The Importance of Support Services
Practising psychologist Sehar Moughal says it is often assumed that therapy support for trauma is needed immediately after an event; however, trauma processing can be delayed or happen months or even years later. Moughal works with survivors of family and gendered violence and those with traumatic brain injuries (TBI). "People forget that it takes a while for a person to move away from the fight-or-flight response and it can take a long time for them to try to make sense of the traumatic experience," she says. "There might be short-term funding or support for a group of people or a community immediately after a traumatic event. But, let’s say six months down the line, that’s when the psychology and therapy services really need to be in place as well." Immediately after a traumatic event, the brain’s focus is on basic functioning for survival; people are not always ready for recall and reflection at that stage, she says.

The Challenges of Social Media
The long wait times and shortage of professionals within the mental health system could contribute to difficulties in helping schools recover from traumatic events.
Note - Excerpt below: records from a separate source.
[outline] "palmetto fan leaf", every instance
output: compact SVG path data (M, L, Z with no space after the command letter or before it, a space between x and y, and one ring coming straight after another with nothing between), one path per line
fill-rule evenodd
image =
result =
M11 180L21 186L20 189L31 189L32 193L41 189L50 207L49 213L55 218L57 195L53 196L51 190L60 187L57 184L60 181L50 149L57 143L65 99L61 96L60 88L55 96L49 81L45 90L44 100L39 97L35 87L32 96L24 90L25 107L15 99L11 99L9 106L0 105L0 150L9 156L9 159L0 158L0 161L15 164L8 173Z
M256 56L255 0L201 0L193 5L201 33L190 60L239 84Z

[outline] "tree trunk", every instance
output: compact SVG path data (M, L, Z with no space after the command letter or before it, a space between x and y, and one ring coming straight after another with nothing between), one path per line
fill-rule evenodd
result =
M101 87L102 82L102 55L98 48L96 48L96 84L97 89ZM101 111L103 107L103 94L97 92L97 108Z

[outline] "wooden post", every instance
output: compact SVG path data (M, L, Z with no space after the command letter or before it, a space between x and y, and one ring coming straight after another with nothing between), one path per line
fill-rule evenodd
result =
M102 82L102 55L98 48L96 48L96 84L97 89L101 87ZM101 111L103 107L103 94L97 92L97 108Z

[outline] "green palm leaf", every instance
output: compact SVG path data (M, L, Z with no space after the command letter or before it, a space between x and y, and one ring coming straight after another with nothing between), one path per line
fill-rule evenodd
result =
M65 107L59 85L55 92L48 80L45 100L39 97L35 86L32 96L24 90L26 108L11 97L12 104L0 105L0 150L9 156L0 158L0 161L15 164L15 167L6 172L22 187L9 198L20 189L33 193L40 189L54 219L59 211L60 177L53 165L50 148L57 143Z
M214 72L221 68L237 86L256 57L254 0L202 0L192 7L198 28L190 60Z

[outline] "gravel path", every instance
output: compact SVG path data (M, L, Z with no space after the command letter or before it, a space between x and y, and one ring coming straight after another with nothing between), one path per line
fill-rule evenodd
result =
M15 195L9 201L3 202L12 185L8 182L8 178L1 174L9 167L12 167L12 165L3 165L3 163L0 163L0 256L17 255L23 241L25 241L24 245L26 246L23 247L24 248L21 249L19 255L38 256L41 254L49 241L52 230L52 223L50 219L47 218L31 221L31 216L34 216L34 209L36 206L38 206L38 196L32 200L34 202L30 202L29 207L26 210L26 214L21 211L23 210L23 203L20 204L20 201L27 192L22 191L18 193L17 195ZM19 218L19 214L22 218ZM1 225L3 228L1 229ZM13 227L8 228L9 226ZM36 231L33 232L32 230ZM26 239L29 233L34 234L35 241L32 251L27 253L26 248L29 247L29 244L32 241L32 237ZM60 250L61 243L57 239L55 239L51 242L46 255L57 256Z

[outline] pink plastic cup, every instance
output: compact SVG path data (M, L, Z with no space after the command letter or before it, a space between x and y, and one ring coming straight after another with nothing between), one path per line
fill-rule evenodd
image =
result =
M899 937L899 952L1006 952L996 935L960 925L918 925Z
Wang says many of the professionals she spoke to felt powerless because they might be able to see a young person desperately in need of support only once a week or less, and it left professionals feeling lonely, overwhelmed, and frustrated by the system. Social media can exacerbate the challenges of responding to traumatic events, and school leaders need to be prepared for the rapid dissemination of information and potential misinformation. Burton believes that if the canyoning tragedy happened now, there would be videos popping up online from the kids that were at the camp, and the story would have unfolded exponentially faster. "I just shudder to think … it would have made the job a lot harder, I think. People would have been forming conclusions, making judgments. I think that’s one thing now for all school leaders, you’ve got to make the assumption that it will be out there before you know it. And therefore, you’re essentially running on the back foot."

Conclusion and Recommendations
Wang has found using art and visual expression are effective ways to communicate or process trauma. Burton says school leaders need to be absolutely resolute in the belief they are there first and foremost for people – and not for the institution’s reputation. "Whatever the trauma is or whatever the event is that produces the trauma, this is part of an unfolding story for your organisation that will always be there. You ignore it at your peril. Embrace it for the life of the community," he says. Coroner Tania Tetitaha called for a single, co-ordinated care pathway that ensures continuity of support, after an inquest into a tragic cluster of youth suicides in Northland. The coroner also noted the Ministry of Education should consider law reform to resolve the funding issue. By prioritizing support services, addressing the challenges of social media, and providing training and resources for school counsellors and mental health workers, schools can better respond to traumatic events and support affected families and students.